Queensland tenants kicked out

For those looking to rent a property in Queensland, most parts of the state are virtually vacant and many properties are leased long before they become vacant.

The median number of rental days in Brisbane is 16 days, the lowest of any capital city in the country. Rural Queensland has 17 days for onsite rentals, the lowest of any other state market in the country.

Both Brisbane and rural Queensland have fewer days of on-site rentals than the nationally recorded 20 days.

Investors needed to increase supply

Investor withdrawal from the market will only exacerbate these tight market conditions.

Investor lending is already weak across the state, with the latest housing finance data showing Queensland investor lending of $1.7 billion in July 2022, the lowest since July 2021. It is the lowest level, 32.3% lower than the peak.

Furthermore, the share of new loans to investors in July 2022 was 32.6%, below the 10-year average of 35% and below the long-term average of 34.5%.

4 Solutions to Queensland’s Rental Market Problems

The numbers cast a gloomy shadow over the sunny state rental market, but there are solutions available to help solve the problem.

1. Increase supply

Increase the availability of affordable long-term rental properties.

2. Help first-time homebuyers

Different Ways of Support and Encouragement first home buyer Home ownership should be considered.

The scheme could instead include a transition to land tax for all buyers. stamp duty.

3. Help investors keep properties in the long-term rental market

Rental properties need to grow rapidly, and one way to do that is by encouraging real estate investment.

However, this requires conditions and governments to encourage investment in the real estate market instead of driving up investment costs.

It is not unreasonable for governments to seek new revenue due to extreme spending due to the COVID-19 pandemic.

However, we must consider possible unintended consequences of current housing market conditions.

4. Remove the barriers and complexities of accessing credit

Implementation of a new land tax aimed at investors will continue to curb real estate investment.
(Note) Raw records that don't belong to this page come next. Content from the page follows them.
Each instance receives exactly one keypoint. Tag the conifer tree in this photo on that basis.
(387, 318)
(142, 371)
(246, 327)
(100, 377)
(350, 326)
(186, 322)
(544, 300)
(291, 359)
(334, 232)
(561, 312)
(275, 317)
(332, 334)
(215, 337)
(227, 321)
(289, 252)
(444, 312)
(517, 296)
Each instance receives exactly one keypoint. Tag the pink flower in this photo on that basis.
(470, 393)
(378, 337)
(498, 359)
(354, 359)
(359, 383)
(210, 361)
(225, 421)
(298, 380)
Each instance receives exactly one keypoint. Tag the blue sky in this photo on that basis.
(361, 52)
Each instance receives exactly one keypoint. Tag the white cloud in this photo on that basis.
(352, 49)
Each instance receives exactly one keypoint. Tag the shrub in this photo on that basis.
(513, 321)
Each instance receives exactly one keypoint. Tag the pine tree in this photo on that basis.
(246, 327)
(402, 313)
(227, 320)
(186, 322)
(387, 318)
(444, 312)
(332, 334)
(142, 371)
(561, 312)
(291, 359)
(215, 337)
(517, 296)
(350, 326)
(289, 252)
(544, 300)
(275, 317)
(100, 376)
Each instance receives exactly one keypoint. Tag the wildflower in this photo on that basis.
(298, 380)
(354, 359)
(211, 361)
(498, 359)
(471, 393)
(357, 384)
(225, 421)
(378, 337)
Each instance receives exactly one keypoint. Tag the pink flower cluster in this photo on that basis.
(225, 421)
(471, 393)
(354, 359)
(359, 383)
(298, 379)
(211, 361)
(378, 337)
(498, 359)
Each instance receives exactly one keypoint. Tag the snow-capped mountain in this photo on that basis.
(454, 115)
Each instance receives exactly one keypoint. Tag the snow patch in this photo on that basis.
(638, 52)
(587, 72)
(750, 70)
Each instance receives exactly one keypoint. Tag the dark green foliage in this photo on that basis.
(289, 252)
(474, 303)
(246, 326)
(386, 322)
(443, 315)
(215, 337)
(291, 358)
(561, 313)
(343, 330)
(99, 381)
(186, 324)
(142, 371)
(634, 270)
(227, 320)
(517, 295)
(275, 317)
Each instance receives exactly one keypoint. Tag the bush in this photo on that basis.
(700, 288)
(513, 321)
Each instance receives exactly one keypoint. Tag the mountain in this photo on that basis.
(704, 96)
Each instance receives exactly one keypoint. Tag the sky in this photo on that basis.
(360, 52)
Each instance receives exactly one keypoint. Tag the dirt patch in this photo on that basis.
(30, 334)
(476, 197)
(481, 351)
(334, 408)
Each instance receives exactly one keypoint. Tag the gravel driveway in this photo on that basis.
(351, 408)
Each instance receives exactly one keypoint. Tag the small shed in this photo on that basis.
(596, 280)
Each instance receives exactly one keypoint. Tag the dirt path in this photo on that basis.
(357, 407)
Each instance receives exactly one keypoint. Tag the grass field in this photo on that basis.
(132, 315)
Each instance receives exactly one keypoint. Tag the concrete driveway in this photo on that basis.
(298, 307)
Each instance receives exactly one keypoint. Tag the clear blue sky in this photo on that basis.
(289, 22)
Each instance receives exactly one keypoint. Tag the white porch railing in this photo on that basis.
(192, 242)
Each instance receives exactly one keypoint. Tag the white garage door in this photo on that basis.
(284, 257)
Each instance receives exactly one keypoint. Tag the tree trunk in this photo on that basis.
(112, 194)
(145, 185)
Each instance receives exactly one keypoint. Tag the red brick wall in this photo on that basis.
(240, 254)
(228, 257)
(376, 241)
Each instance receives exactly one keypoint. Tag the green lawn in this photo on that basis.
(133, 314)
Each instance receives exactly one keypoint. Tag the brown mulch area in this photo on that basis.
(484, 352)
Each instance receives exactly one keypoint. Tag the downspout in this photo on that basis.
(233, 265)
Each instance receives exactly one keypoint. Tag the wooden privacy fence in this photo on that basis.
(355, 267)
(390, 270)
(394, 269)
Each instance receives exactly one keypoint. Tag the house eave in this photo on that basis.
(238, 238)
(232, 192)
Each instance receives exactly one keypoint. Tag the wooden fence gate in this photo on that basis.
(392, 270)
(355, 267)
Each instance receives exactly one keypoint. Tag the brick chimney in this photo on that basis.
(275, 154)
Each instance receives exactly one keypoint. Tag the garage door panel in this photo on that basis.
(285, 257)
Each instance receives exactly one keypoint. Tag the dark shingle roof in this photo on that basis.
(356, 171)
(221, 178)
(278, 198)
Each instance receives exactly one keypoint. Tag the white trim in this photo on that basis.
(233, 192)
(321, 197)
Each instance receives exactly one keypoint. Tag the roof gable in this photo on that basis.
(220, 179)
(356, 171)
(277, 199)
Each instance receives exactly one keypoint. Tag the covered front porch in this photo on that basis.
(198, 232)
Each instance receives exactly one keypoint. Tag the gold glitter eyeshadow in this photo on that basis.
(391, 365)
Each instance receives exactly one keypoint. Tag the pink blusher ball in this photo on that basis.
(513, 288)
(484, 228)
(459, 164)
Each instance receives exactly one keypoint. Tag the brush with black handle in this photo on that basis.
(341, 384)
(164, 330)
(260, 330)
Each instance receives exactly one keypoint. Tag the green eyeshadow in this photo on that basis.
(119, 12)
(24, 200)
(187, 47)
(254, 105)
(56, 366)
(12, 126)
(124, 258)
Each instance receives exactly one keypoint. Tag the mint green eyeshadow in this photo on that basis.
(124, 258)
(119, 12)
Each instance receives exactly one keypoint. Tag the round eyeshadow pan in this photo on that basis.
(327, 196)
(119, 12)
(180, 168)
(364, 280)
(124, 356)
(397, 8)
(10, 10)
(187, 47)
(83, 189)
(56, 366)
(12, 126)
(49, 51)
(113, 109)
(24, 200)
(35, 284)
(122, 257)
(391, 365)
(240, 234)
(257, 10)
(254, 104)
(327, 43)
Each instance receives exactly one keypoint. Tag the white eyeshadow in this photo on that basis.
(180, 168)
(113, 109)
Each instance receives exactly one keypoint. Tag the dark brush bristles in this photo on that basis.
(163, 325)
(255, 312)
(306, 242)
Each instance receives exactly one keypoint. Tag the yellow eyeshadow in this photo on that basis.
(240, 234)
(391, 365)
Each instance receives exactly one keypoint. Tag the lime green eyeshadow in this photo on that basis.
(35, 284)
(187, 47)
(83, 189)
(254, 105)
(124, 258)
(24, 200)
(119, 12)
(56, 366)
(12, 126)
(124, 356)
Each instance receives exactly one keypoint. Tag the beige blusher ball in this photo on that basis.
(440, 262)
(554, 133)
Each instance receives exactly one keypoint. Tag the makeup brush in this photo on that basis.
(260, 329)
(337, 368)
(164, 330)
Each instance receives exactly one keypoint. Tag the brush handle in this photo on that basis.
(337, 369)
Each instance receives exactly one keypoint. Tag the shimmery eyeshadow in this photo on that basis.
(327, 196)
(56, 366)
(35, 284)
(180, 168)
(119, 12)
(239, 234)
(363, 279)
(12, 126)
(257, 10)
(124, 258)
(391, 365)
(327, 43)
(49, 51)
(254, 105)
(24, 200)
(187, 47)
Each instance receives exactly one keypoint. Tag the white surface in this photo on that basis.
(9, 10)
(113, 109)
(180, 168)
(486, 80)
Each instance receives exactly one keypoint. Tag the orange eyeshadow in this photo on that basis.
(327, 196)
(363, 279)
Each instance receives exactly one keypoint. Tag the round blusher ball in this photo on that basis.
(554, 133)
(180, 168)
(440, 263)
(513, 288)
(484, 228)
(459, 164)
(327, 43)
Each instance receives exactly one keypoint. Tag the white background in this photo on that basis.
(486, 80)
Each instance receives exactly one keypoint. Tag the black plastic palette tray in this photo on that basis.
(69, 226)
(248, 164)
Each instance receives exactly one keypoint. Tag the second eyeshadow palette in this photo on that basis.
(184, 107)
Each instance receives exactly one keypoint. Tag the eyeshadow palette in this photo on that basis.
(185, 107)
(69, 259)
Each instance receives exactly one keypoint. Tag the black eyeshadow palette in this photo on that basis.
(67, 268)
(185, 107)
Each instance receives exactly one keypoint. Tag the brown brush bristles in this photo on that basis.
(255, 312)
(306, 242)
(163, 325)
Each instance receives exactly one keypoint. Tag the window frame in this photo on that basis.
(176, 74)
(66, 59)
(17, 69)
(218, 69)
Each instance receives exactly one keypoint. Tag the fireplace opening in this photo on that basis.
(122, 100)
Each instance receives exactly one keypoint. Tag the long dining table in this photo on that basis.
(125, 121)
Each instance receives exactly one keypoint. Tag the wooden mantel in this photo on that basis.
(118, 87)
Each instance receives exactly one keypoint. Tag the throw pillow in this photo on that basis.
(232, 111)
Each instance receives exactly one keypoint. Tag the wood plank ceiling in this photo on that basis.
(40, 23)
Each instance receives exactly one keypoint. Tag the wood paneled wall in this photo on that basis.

In recent years, we have seen lenders start charging investors an interest rate premium on mortgages. Banking regulator APRA implements macroprudential policies that restrict investors’ access to credit. State governments will raise taxes on investment properties.

As a result of these decisions, we are now seeing the cumulative effect of investment deterrence, leading to the tightest rental market on record.

Rent shortages and affordability challenges are expected to continue, especially if housing policies and tax systems fail to account for unintended consequences.